P and NP
Decision Problems
- Most computing problems belong to the category of decision problems,
i.e. the computational problems for which the intended output
is either yes (accept) or no (reject).
For example, is the pattern string p a substring
of text string s? Is an object in a collection? Is a given array
of integers sorted?
- We can often turn an optimization problem into a decision problem.
For example, minimum spanning tree (minimize/optimize the sum of the
weights of all edges in the result tree) can be viewed of
whether an edge in the graph G should be included in G's minimum
spanning tree.
- A decision problem can be represented as a set of inputs
whose output is yes/accept. These inputs can further be encoded
as strings over some alphabet.
For example, the decision problem "is an array consists exactly
3 unique numbers, each number is between 1 and 5, sorted in
ascending order?" can be represented by the following set of inputs:
{[1, 2, 3], [1, 2, 4], [1, 2, 5], [2, 3, 4], [2, 3, 5], [3, 4, 5]}
The complexity class P includes those problems,
such that for each problem, there exists at least one algorithm
that can find its solution in polynomial time.
The complexity class NP includes those problems,
such that for each problem, its solution can be verified
in polynomial time, but there is no guarantee that there exists
an algorithm that can find its solution in polynomial time.
An example of NP problem is travelling salesman problem:
"Given a list of cities (vertices) and the distances between each
pair of cities (weight of edges), what is the shortest possible
route that visits each city exactly once and returns to the
original city?" (Quote from Wikipedia with slight modification).
A slightly simplified example of the travelling salesman problem
is Hamiltonian Cycle problem: Given a graph G, is there a simple
cycle in G that visits each vertex in G exactly once?
P is a subset of NP. Any problem in class P is also a problem
in class NP. There is no known answer whether P is a proper
subset of NP.
NP-completeness: If a problem is in class NP and can
be reduced to a know NP-complete problem in polynomial time,
then this problem is NP-complete. Any problem in P is NOT
in class NP-complete. All NP-complete problems are equally
hard to solve.
NP-hard: A problem X is NP-hard if there is an NP-complete
problem Y such that Y can be reduced to X in polynomial time.

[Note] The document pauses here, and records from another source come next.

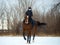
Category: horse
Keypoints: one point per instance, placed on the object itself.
(27, 28)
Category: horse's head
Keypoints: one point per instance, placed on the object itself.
(26, 19)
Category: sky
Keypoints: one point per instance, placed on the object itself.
(41, 5)
(18, 40)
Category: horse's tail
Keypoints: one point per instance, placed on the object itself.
(40, 24)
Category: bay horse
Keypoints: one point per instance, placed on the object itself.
(27, 28)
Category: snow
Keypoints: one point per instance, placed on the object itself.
(18, 40)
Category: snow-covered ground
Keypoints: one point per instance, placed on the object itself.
(18, 40)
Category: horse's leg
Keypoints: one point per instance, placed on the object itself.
(34, 31)
(24, 34)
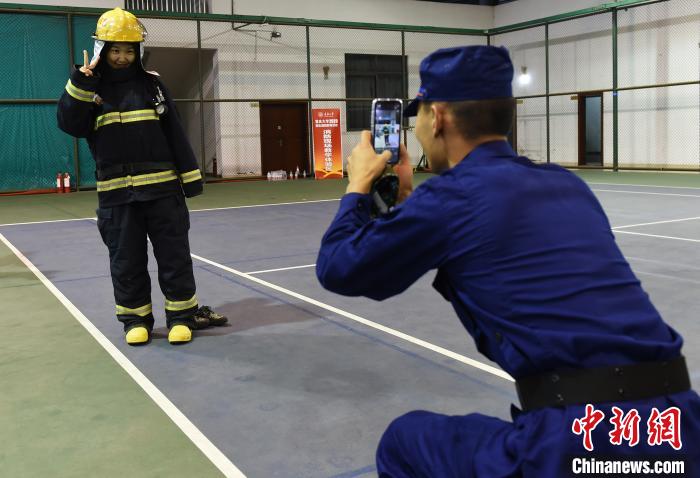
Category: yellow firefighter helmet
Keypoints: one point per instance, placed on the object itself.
(118, 25)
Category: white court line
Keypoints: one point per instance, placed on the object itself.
(664, 276)
(264, 205)
(280, 269)
(647, 193)
(656, 222)
(189, 429)
(191, 210)
(660, 237)
(647, 185)
(666, 263)
(422, 343)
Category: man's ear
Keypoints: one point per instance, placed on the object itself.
(437, 115)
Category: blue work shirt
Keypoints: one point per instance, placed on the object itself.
(525, 254)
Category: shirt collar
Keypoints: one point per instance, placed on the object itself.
(491, 149)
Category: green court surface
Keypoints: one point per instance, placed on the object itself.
(66, 407)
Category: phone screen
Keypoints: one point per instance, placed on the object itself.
(386, 121)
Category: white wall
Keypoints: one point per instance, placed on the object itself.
(656, 44)
(402, 12)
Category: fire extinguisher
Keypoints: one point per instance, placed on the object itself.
(66, 183)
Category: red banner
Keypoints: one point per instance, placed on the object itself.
(328, 149)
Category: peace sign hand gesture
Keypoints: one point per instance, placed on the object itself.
(87, 68)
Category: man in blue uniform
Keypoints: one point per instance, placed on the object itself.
(525, 254)
(144, 167)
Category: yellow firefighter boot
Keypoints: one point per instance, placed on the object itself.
(137, 336)
(179, 334)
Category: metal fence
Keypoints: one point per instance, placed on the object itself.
(640, 57)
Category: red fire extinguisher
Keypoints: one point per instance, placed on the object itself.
(66, 183)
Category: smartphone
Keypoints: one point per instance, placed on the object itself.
(386, 126)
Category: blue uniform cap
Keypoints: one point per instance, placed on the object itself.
(476, 72)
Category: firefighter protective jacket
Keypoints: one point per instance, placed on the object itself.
(139, 154)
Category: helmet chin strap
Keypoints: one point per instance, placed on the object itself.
(99, 45)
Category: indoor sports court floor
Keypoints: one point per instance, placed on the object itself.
(302, 382)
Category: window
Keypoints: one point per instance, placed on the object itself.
(184, 6)
(372, 76)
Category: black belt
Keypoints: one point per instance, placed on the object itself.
(118, 170)
(560, 388)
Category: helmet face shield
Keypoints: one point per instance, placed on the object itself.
(118, 25)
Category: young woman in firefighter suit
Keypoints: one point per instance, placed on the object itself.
(525, 254)
(144, 163)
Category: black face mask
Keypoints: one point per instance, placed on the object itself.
(118, 74)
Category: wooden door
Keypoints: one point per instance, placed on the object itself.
(284, 136)
(590, 129)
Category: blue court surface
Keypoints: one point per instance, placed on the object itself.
(302, 382)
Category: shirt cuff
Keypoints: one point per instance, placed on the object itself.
(357, 205)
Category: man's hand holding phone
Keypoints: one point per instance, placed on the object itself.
(364, 165)
(88, 65)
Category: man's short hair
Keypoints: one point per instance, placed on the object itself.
(475, 118)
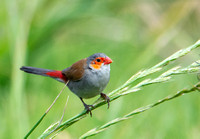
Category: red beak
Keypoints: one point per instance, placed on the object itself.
(107, 61)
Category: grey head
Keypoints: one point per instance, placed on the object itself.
(94, 56)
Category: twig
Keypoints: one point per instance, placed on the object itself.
(138, 111)
(38, 122)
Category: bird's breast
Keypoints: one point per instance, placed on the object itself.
(92, 83)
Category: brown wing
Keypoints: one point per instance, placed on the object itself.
(76, 71)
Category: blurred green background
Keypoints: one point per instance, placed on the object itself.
(135, 34)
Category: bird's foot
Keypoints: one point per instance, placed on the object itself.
(107, 99)
(88, 108)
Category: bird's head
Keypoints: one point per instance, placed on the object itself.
(98, 60)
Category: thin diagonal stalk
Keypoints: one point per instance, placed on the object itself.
(102, 128)
(126, 88)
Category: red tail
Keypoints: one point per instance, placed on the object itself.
(45, 72)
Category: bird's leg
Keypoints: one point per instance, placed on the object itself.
(107, 99)
(87, 107)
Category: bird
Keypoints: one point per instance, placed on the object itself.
(86, 78)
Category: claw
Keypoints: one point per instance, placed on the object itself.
(87, 107)
(107, 99)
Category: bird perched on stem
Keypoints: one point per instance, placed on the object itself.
(86, 78)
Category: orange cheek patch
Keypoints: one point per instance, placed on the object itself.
(96, 66)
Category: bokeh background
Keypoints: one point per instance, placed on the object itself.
(135, 34)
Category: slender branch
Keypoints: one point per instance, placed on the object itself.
(126, 87)
(38, 122)
(102, 128)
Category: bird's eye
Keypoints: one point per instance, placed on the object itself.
(98, 60)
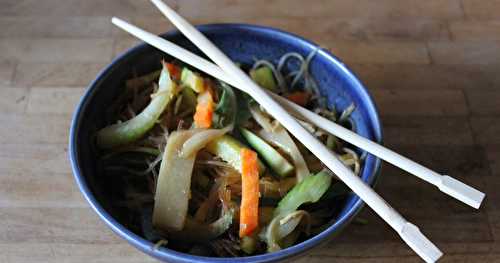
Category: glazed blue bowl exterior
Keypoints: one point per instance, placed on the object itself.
(242, 43)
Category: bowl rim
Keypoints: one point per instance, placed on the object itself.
(169, 254)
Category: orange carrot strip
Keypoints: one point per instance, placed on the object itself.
(204, 110)
(299, 97)
(249, 208)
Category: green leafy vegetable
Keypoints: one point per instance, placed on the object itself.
(309, 190)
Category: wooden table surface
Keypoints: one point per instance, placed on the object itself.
(433, 67)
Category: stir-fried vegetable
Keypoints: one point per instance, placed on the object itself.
(204, 110)
(173, 187)
(195, 232)
(281, 227)
(264, 77)
(192, 80)
(309, 190)
(228, 148)
(200, 140)
(273, 158)
(249, 209)
(180, 159)
(278, 136)
(135, 128)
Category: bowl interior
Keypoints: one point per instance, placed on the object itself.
(244, 44)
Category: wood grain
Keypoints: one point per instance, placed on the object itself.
(432, 67)
(56, 73)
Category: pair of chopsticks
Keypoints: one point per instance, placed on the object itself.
(228, 72)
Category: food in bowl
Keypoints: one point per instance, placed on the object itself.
(208, 172)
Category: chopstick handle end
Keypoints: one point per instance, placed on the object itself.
(419, 243)
(461, 191)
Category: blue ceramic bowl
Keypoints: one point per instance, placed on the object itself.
(242, 43)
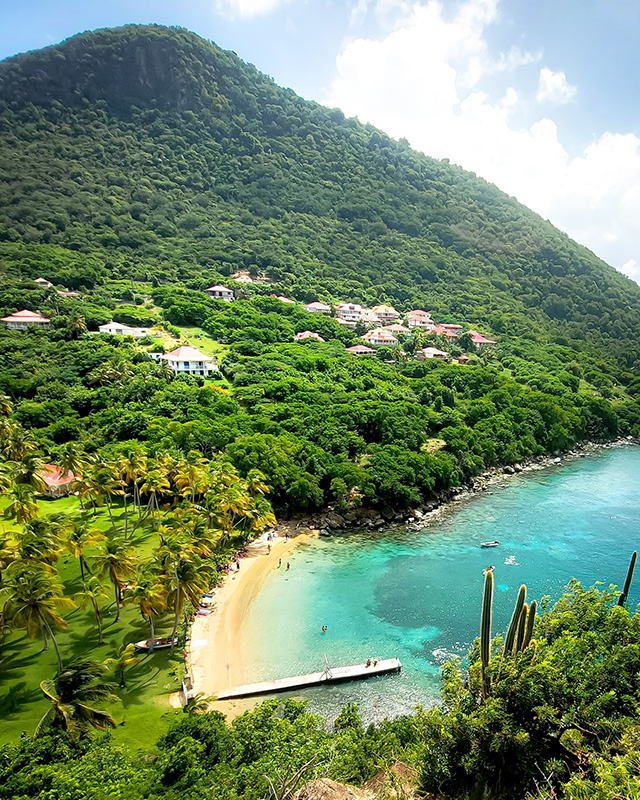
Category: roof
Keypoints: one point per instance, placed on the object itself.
(186, 353)
(52, 476)
(360, 348)
(25, 316)
(219, 289)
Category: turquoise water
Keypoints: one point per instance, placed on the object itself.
(417, 594)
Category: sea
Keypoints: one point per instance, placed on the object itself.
(416, 594)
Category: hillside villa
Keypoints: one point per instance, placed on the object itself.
(118, 329)
(299, 337)
(220, 293)
(385, 313)
(58, 482)
(187, 360)
(360, 350)
(379, 336)
(318, 308)
(24, 319)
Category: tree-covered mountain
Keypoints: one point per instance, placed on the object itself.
(156, 155)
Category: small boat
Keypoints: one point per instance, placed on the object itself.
(158, 644)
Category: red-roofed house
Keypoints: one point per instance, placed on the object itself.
(58, 483)
(187, 360)
(221, 293)
(24, 319)
(360, 350)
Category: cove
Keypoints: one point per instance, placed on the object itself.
(417, 594)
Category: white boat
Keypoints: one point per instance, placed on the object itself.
(158, 644)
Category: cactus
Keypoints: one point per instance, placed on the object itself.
(485, 630)
(522, 622)
(531, 618)
(627, 583)
(513, 625)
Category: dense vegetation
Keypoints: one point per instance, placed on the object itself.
(142, 164)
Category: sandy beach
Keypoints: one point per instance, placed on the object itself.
(215, 648)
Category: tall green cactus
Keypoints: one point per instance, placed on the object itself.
(531, 618)
(522, 623)
(627, 583)
(513, 625)
(485, 630)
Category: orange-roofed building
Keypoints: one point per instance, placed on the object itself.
(58, 482)
(24, 319)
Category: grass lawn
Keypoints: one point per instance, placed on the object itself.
(142, 711)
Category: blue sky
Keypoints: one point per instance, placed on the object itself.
(540, 98)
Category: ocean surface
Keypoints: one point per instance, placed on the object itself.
(417, 594)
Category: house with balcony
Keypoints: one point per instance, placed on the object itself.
(220, 293)
(187, 360)
(22, 320)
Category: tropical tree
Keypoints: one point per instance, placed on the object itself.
(115, 559)
(72, 694)
(81, 535)
(125, 658)
(149, 594)
(33, 600)
(92, 593)
(22, 507)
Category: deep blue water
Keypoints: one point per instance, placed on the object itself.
(417, 594)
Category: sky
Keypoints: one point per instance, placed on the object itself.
(540, 98)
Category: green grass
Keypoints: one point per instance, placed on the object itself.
(142, 712)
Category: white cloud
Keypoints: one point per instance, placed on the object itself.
(553, 88)
(423, 81)
(246, 8)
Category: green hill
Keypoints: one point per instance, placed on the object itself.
(166, 158)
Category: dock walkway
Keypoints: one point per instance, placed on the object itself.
(335, 675)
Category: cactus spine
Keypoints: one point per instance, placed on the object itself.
(513, 625)
(627, 583)
(531, 618)
(485, 630)
(522, 622)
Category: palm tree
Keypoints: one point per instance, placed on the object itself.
(26, 472)
(91, 594)
(34, 598)
(125, 657)
(72, 694)
(22, 507)
(149, 594)
(82, 534)
(117, 560)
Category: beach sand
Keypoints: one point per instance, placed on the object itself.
(215, 647)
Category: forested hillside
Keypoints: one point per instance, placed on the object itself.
(157, 155)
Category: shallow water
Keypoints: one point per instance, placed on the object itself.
(417, 594)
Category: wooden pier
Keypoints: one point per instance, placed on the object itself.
(328, 676)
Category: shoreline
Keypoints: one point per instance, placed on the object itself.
(214, 650)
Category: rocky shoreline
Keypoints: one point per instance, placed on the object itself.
(331, 521)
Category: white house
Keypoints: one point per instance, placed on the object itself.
(299, 337)
(24, 319)
(187, 360)
(220, 293)
(360, 350)
(380, 336)
(118, 329)
(43, 283)
(431, 352)
(385, 313)
(420, 319)
(318, 308)
(352, 313)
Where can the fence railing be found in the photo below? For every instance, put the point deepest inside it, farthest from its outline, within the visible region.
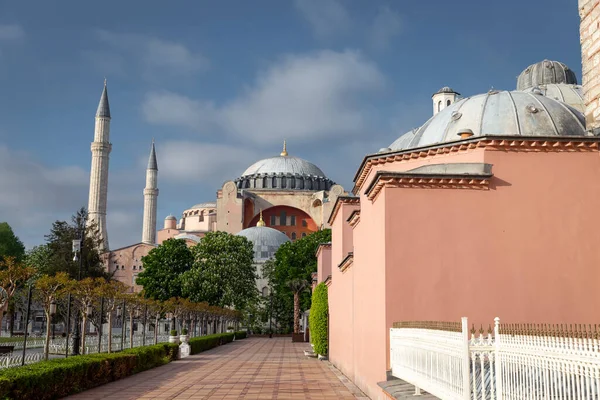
(507, 362)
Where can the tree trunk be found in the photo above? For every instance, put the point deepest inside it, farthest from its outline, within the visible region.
(47, 343)
(296, 312)
(110, 332)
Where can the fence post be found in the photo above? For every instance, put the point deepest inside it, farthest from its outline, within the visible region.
(497, 362)
(466, 367)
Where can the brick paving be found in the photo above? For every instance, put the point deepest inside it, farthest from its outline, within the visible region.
(253, 369)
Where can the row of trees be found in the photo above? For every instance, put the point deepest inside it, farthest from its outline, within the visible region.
(95, 300)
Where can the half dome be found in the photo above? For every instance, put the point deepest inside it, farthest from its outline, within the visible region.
(497, 113)
(265, 240)
(545, 72)
(568, 94)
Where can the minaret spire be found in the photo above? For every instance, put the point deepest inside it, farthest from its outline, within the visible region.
(150, 199)
(101, 148)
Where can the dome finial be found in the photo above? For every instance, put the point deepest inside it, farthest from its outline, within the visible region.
(260, 220)
(284, 152)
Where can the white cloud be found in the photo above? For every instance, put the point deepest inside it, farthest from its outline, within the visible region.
(328, 18)
(34, 195)
(11, 32)
(302, 97)
(155, 56)
(386, 26)
(194, 162)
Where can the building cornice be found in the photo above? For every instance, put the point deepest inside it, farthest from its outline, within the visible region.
(490, 142)
(426, 181)
(346, 262)
(338, 203)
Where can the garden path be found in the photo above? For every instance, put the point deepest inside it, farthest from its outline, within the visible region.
(251, 369)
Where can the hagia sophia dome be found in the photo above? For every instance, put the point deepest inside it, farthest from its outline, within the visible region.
(284, 172)
(265, 240)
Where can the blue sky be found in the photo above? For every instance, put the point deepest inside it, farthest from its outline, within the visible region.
(220, 85)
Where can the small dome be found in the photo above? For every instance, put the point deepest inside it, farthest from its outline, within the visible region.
(187, 236)
(568, 94)
(446, 89)
(545, 72)
(204, 205)
(266, 241)
(284, 172)
(497, 113)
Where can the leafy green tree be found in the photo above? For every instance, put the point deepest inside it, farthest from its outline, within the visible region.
(319, 312)
(163, 269)
(60, 247)
(223, 273)
(10, 244)
(293, 260)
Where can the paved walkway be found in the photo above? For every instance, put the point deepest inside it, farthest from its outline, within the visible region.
(252, 369)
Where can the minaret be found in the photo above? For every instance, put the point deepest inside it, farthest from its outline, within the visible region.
(589, 12)
(99, 172)
(150, 197)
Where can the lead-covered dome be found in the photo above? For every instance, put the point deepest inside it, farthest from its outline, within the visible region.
(284, 172)
(569, 94)
(265, 240)
(545, 72)
(497, 113)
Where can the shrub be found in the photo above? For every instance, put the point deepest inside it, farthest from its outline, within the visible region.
(318, 319)
(61, 377)
(241, 335)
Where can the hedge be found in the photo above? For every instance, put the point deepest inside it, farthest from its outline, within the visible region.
(317, 319)
(62, 377)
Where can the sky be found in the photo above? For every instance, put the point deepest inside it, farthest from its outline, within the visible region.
(220, 85)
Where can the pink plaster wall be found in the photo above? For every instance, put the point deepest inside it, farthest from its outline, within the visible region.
(323, 263)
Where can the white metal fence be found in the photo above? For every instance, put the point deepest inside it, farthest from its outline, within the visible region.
(513, 362)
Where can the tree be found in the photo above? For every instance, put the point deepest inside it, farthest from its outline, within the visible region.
(163, 269)
(297, 286)
(319, 313)
(293, 260)
(60, 247)
(49, 289)
(223, 273)
(10, 245)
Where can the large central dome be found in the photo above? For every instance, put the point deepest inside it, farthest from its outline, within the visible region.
(284, 172)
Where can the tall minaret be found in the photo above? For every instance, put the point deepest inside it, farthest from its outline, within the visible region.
(589, 11)
(150, 197)
(99, 173)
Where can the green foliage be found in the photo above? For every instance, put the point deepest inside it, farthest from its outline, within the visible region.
(62, 377)
(241, 335)
(59, 244)
(223, 273)
(293, 260)
(203, 343)
(10, 244)
(163, 269)
(318, 319)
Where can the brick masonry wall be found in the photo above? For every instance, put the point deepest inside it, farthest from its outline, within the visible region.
(589, 12)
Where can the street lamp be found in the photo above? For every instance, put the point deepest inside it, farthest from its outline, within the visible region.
(52, 314)
(77, 254)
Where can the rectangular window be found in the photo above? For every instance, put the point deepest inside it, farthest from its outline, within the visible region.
(282, 219)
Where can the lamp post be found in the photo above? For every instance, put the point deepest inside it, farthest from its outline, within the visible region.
(77, 251)
(52, 314)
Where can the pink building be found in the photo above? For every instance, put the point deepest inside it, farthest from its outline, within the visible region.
(489, 209)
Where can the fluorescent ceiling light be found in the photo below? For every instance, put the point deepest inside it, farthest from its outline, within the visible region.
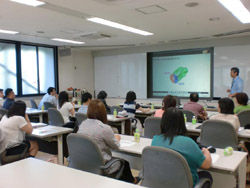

NP-hard problems can be equally hard as or harder than NP-complete
problems. NP-hard problems may not even in NP class.
Commonly know NP-complete problems:
- SATisfiability (the first problem known to be NP-complete):
Given a Boolean formula (usually in conjunctive normal form),
is there a consistent assignment (TRUE or FALSE) to the variables
in the formula so that the formula evaluates to TRUE?
3-SAT is a special case of SAT problems, where
each conjuctive's disjunctive clause is limited to at
most 3 literals. 3-SAT is also NP-complete.
- Vertex Cover: is there a vertex cover containing at most
K vertices for a graph G? A vertex cover is defined as
a set of vertices that includes at least one end point
of every edge of the graph.
- Clique: is there an integer k, such that a subset graph of G with
at least k of its vertices form s a complete graph.
A complete graph is defined as a graph that every
pair of its vertices are adjacent.
Reduction (with a polynomial function) of 3-SAT to Clique:
A conjuctive expression with k three-literal clauses can be reduced
to a k-Clique problem. The implication is that if Clique
has a polynomial solution, then 3-SAT also has a polynomial
solution. Therefore, Clique is also NP-complete.
How are NP-complete problems usually solved?
- Using approximation algorithms: try to find not the best/optimal
solution but a good enough one.
- Backtracking algorithms, which are usually exponential, but
can be improved if we can apply heuristics.
- Branch-and-Bound algorithms: branching would divide search space
into multiple sub spaces and bounding functions would eliminate
any sub spaces that doesn't look promising to contain solutions.